Here is an example of the South African Brodie type helmet with 3-holes, not to be confused with the British 3-hole Brodie. Ill let you know when I find out something new. Any suggestions as to the best way of trying to restore to a more original condition? Private Purchase Helmets Non Metal Type After the fall of Dunkirk steel helmets were scarce and priority of steel helmets went to the Government and armed services. All 3 types were used mainly in Ammunition Factory's and had a leather or rubberised chinstraps, some Officers in the Home Guard used the Bakelite helmets. The design draws inspiration from the medieval kettle helmet, being designed to protect the wearer from missiles from above. Both were manufactured using a similar process.
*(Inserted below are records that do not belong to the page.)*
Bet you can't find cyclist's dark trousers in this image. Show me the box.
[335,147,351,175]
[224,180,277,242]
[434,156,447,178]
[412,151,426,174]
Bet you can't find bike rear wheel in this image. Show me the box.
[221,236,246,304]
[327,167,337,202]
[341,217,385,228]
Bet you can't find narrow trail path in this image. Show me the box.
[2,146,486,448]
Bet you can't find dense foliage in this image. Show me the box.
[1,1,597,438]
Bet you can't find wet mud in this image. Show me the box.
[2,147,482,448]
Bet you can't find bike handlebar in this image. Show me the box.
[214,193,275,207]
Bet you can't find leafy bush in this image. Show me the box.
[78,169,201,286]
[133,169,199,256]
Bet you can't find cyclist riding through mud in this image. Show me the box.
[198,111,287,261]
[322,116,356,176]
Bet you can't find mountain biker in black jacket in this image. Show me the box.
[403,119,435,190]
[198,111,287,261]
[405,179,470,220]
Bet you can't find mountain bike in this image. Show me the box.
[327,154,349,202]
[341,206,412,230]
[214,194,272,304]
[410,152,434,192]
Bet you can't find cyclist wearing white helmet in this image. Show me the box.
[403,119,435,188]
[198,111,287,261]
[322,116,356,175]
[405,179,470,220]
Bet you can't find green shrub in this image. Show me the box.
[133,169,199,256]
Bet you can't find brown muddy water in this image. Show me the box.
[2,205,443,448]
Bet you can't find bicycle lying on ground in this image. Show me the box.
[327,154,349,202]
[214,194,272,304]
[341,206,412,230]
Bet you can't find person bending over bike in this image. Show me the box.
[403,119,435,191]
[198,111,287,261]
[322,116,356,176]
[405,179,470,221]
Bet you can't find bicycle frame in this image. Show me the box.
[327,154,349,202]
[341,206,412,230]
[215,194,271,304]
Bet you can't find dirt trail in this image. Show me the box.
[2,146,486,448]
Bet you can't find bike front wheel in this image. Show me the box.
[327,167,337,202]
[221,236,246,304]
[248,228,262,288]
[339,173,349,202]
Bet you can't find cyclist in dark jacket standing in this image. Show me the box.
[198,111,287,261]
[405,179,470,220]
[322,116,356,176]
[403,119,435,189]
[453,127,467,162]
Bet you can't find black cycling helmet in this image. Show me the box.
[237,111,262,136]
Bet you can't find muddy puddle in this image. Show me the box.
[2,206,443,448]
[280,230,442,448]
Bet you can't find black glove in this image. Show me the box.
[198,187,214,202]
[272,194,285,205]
Dave Just purchased these two items, Lee Enfield and Brodie. Leatherwear Co of America - Brooklyn - New York. The wool cover has rotten away on this original Mark I exposing the rubber doughnut. This is due to the split rivet shearing away from strain and the near constant moister of the Western Front. Some lining remains inside but Im not too bothered as I intend to wall mount it, but would like to find a strap as well. This seems to be the case on mine although that could be due to the edge rusting away over time I suppose.
As a result, the helmet was later modified to a light khaki green, and covered with sawdust and cork, giving it a dull and non-reflective surface. If there is anything, in my experience it tends to be under the front end, although I appreciate you may well not be able to tell the front from the back. Crosby Co - Buffalo - New York. I have posted inquiries in other forums as well. During the first year of , none of the combatants offered steel helmets to their troops. However it was a slow process to replace all previous helmets due to a high expense of the new design. The rubber ring is overlaid with a felt pad, which is secured to the helmet dome with a rivet.